Australian thermal coal saleable production for the first half of 2006 was 19.8 million tonnes, 1.8Mt more than the same period last year. Xstrata Coal said the increase was driven by the commencement of production at Rolleston in Queensland and the start-up of Ravensworth West in New South Wales.
Coking coal production for the first half of 2006 increased by 11% on the corresponding period to 2.7Mt. This was mainly due to increased production at Oaky No. 1 following the commencement of a second longwall unit in December 2005.
Xstrata chief executive Mick Davis said the Beltana mine continued to operate at a managed rate of 7Mt per annum maintaining its position as the most productive underground operation in Australia, while the Ulan opencut remains the most productive opencut mine in New South Wales.
“Longwall production at the Newlands Northern Underground also commenced during the period and replaced production from the Southern Underground, which closed in September 2005,” Davis said.
The majority of Xstrata Coal’s Australian thermal coal export sales continue to be sold into the Asian market – in particular Japan, Taiwan and Korea. Sales have also been maintained into the Mexican market, with further diversification into China, the Philippines and Chile.
Rolleston mine, which officially opened in April 2006, has increased sales in line with the planned ramp-up in production and has produced over 2.1Mt so far – on track for full annual production of 8Mt in 2008.
In late June 2006, Xstrata Coal reached agreement on prices for the April 2006 to March 2007 contract year with major Japanese thermal coal customers at around $52.50 per tonne. This resulted in an average export thermal price out of Australia for the first half of $47 per tonne.
Davis said allowing for the impact of mining sector inflation, Xstrata Coal has continued to deliver real unit cost savings in the Australian coking and thermal coal businesses, where performance would have been even stronger if not for the additional costs of $9 million relating to a delay in the delivery of the Newlands wash plant.
“In common with the rest of the mining industry, Xstrata experienced steep increases in the cost of labour, fuel, explosives, tyres, construction materials, and transport and freight charges,” Davis said.
“With forecasts indicating the inflationary environment is set to continue, Xstrata Coal is working to mitigate cost increases through productivity improvements and the implementation of cost management initiatives.”
Overall, Davis said the outlook for Xstrata is very encouraging.

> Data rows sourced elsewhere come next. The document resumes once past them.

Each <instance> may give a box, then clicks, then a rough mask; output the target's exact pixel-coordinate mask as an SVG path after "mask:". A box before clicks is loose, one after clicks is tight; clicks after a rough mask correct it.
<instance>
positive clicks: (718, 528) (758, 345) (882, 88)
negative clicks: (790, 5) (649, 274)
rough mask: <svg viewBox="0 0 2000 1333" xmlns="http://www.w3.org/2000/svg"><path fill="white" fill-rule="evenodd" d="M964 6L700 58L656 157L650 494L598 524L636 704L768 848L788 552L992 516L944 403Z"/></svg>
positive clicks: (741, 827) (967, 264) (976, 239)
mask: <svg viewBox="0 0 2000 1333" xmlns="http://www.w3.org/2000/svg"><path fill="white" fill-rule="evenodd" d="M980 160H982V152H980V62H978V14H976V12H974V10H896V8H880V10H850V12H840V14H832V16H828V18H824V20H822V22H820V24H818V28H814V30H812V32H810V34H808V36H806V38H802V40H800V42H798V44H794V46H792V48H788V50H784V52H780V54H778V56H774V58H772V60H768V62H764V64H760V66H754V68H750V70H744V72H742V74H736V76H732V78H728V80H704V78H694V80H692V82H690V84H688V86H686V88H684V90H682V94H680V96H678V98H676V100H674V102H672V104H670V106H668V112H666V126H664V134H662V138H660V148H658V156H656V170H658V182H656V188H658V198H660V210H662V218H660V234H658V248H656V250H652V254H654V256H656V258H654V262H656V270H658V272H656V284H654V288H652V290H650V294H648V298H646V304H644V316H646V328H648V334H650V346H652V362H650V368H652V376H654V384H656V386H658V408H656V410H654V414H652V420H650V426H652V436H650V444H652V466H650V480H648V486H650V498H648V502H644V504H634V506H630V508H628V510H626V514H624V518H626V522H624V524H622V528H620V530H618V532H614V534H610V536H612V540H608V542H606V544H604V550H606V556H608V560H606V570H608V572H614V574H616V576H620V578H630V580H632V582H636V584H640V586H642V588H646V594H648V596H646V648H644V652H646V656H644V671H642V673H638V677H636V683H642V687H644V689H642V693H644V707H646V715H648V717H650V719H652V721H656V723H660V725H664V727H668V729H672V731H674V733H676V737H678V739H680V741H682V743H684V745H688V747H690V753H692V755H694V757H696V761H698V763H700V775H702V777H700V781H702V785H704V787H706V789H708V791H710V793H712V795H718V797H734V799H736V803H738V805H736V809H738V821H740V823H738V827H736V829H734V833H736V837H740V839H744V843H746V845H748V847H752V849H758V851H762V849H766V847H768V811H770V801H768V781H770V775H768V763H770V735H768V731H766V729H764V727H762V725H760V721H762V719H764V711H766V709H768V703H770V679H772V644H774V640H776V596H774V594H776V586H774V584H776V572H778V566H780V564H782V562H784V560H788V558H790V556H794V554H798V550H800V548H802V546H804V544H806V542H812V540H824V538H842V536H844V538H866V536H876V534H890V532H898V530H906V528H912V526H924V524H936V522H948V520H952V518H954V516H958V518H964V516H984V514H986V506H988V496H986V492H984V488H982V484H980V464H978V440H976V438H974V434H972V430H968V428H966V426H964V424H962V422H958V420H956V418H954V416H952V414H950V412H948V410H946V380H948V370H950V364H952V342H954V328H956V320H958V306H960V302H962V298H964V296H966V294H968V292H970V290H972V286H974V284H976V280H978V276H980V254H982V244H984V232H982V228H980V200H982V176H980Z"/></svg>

“Following Xstrata’s acquisition of a one-third stake in the Cerrejón operation in Colombia, further growth potential at this operation has been added to our suite of potential low-cost, brownfield expansions in Australia and greenfield projects in South Africa.
“Strong commodity prices, productivity improvements and further progress on a number of growth projects … ensure that Xstrata is well positioned to continue to create significant value in the second half of 2006 and in the years ahead.”